Semiconductor scaling and concurrent clouds - Part I

About a decade back there was a major change in the way commodity microprocessors were designed. Until then Moore's Law had focused on baking increasingly bigger and faster processor chips with a focus on single-threaded performance. The processor internal clock frequency was expected to exceed 6 GHz within a few years. Around 2004 the design emphasis changed to multi-core, and clock frequencies actually dropped. The shift to multi-core coincided with two other streams - the rise of Linux, and a renewed Web. This confluence of mostly unrelated developments paved the way for today's prevalent theme of concurrent computing on the cloud.

To properly understand these developments we need to start with semiconductor scaling.
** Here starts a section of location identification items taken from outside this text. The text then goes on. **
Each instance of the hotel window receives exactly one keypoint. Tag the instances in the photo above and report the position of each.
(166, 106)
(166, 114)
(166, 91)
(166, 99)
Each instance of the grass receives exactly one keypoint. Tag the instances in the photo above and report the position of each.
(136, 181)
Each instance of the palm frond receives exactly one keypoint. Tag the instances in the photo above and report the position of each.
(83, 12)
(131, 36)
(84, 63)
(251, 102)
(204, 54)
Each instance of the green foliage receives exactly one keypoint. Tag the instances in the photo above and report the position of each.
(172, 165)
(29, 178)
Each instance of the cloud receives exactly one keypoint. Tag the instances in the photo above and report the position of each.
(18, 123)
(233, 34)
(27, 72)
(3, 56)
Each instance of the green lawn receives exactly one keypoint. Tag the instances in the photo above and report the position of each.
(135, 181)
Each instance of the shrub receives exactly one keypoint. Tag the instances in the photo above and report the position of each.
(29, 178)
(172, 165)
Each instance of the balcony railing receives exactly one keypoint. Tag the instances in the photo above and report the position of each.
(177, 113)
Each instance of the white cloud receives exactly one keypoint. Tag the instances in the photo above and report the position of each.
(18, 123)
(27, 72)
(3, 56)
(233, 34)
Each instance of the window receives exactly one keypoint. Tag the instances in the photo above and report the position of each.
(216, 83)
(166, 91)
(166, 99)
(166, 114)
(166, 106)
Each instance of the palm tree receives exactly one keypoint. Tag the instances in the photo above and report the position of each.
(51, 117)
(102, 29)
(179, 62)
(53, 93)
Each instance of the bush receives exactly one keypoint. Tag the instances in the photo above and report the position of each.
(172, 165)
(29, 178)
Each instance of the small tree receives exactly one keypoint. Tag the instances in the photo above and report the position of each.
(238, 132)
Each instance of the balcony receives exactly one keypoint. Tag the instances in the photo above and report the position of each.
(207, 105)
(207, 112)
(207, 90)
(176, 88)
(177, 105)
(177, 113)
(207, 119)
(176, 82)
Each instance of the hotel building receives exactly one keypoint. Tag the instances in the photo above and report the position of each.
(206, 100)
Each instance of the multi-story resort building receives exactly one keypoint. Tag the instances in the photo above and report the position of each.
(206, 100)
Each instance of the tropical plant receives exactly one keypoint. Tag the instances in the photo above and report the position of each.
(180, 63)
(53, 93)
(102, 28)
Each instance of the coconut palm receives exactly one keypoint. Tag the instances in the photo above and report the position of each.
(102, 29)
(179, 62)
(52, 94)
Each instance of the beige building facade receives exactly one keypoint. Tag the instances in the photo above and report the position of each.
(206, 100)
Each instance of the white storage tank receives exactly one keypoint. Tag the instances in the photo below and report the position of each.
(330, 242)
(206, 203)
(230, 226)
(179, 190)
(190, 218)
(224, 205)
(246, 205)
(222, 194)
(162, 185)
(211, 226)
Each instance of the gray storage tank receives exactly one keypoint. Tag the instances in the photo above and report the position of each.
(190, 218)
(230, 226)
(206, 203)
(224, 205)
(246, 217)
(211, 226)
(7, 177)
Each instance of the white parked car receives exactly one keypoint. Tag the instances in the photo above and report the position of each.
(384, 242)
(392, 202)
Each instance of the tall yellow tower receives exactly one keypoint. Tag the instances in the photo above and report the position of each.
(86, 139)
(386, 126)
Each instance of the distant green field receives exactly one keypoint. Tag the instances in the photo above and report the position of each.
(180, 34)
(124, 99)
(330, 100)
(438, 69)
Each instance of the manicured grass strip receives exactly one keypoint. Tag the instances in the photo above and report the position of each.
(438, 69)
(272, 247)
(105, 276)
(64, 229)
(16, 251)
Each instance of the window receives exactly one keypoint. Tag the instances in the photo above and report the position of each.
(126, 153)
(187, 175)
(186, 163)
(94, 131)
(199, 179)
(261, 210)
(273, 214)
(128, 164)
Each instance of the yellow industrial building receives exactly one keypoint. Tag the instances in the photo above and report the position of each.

Something happened to Moore's Law around 2004, and we need to understand that first. We'll then apply those principles to get a perspective on what's happening today, in 2014. To that end this article is divided into two parts:

Part I: The secrets of Moore's Law

Part II: The era of concurrency

[Note: This article is intended for a broad technical audience, so some concepts have been simplified.]
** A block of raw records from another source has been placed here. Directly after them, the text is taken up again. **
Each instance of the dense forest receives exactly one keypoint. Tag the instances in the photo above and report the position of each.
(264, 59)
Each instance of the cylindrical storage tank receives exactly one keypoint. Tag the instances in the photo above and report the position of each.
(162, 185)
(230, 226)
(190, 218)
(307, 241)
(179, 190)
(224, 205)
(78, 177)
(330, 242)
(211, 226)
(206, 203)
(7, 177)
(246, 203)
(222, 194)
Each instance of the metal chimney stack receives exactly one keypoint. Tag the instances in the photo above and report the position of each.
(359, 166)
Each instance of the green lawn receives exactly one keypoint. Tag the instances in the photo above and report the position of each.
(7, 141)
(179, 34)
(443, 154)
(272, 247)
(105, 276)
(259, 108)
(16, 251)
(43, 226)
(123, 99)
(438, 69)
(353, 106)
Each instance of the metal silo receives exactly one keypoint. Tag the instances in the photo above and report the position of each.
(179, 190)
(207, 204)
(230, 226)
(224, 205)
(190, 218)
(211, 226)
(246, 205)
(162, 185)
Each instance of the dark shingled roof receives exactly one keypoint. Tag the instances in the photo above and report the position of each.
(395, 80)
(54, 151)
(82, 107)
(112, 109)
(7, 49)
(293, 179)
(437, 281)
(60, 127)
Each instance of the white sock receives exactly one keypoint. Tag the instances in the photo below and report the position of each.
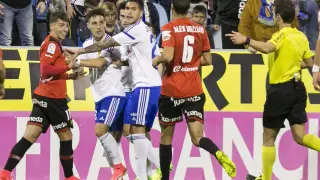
(149, 168)
(141, 150)
(110, 145)
(152, 156)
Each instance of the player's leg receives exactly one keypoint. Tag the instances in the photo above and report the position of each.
(169, 115)
(61, 122)
(36, 125)
(194, 113)
(108, 112)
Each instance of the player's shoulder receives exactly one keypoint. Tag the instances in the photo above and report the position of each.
(88, 42)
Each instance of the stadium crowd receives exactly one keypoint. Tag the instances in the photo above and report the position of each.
(25, 22)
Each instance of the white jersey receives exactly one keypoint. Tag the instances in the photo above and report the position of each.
(126, 78)
(141, 48)
(105, 81)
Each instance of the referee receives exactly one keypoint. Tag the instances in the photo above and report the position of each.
(286, 98)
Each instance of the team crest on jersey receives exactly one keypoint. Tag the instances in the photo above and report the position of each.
(166, 35)
(51, 48)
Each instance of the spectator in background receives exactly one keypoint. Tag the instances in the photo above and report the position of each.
(257, 21)
(228, 18)
(199, 15)
(21, 12)
(308, 21)
(40, 24)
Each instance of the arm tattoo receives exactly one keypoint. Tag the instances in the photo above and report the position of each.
(99, 46)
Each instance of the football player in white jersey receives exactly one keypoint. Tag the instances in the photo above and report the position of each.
(107, 89)
(142, 105)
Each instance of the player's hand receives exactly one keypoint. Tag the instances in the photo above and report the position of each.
(237, 38)
(155, 62)
(2, 92)
(252, 50)
(41, 7)
(77, 75)
(216, 27)
(315, 76)
(1, 8)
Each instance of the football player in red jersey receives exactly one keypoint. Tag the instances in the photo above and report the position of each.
(185, 48)
(2, 76)
(49, 101)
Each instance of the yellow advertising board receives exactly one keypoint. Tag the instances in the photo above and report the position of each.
(235, 83)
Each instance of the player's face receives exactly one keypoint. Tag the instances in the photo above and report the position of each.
(133, 12)
(123, 19)
(111, 18)
(97, 26)
(60, 29)
(198, 18)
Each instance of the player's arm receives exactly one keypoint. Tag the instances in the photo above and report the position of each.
(264, 47)
(93, 63)
(48, 56)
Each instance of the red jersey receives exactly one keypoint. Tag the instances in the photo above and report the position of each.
(52, 70)
(189, 39)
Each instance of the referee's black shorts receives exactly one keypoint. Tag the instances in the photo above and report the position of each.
(285, 101)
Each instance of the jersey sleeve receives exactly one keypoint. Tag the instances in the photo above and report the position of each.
(129, 36)
(206, 43)
(308, 53)
(168, 39)
(276, 38)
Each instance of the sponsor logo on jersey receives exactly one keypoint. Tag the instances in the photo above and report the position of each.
(60, 126)
(40, 103)
(36, 119)
(185, 69)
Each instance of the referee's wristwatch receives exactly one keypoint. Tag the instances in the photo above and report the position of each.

I. The secrets of Moore's Law

We routinely talk about Moore's Law, or the doubling of transistor count every 18 months i.e; for every new semiconductor process node. Moore's Law has become an axiom in the industry, but an enormous amount of work goes to keep it that way. In fact Moore's Law may have become a treadmill for semiconductor manufacturers. If they succeed in making it work in the present node then there is enormous cost pressure to go to the next node. And if there is any delay in the 18 month rhythm, then the muttering starts.

To understand how Moore's Law is kept going we first need to understand how a transistor works.


Taps, gates, and processors

A transistor is like a a water tap. It regulates the flow of electrons (water) from an battery (an overhead tank). The water flows from a source to a drain, under the supervision of a gate valve. In a tap the gate valve has a handle, in a transistor it is a metallic contact. If the gate valve is closed the tap is OFF. When the gate valve is opened the tap is ON. If the washer in the gate valve is porous then the there is LEAKAGE. The region between source and drain is called the CHANNEL, and the physical distance between the two is called the CHANNEL LENGTH.

Tap_Transistor.png

Once we have a tap we can build a logic circuit, also called a gate (the use of the same term 'gate' for both the valve handle and the circuit can be confusing, but is usually clear from context). The circuit below shows an AND gate - both taps must be turned on for water to flow.

Logic.png

Or we can have arrays of tiny water tanks each of which we can fill or empty through a tiny tap. The water level can be read using the same tap - we turn it on, use a siphon to suck out the water (if any) from the tiny tank and measure the volume using a graduated cylinder. If the volume is greater than some pre-set mark, we call that a 1, else 0. The graduated cylinder is known in industry as a sense amplifier, and the tiny tap is called a pass transistor. What we have is called a semiconductor memory. It is a Random Access Memory (RAM) because we can access any tiny tank at random, no need to go through in order. In particular this type of memory is called a dynamic RAM (Dynamic RAM), because the tiny taps tend to leak slightly and the water in the associated tank escapes, requiring a periodic refresh. This is how the DRAM in your laptop or smartphone works.

Memory.png

We need local memory on the microprocessor to build a cache. A cache is like a scratchpad, where a microprocessor stores recently used values. Think of it like a large register. Without a cache, each time a value is needed the processor would have to fetch it from the DRAM (main memory) outside the processor chip - at a cost of about 50 nanosec per fetch. For a 1GHz clock the period is 1 nanosec, so we don't want the processor to idle waiting for data from the DRAM. Of course, the data in the DRAM can be changed by some other thread, so a value in a cache can grow stale. Modern processors and compilers are optimized for each other so that the processor can also prefetch data, thus beating the 50ns tax.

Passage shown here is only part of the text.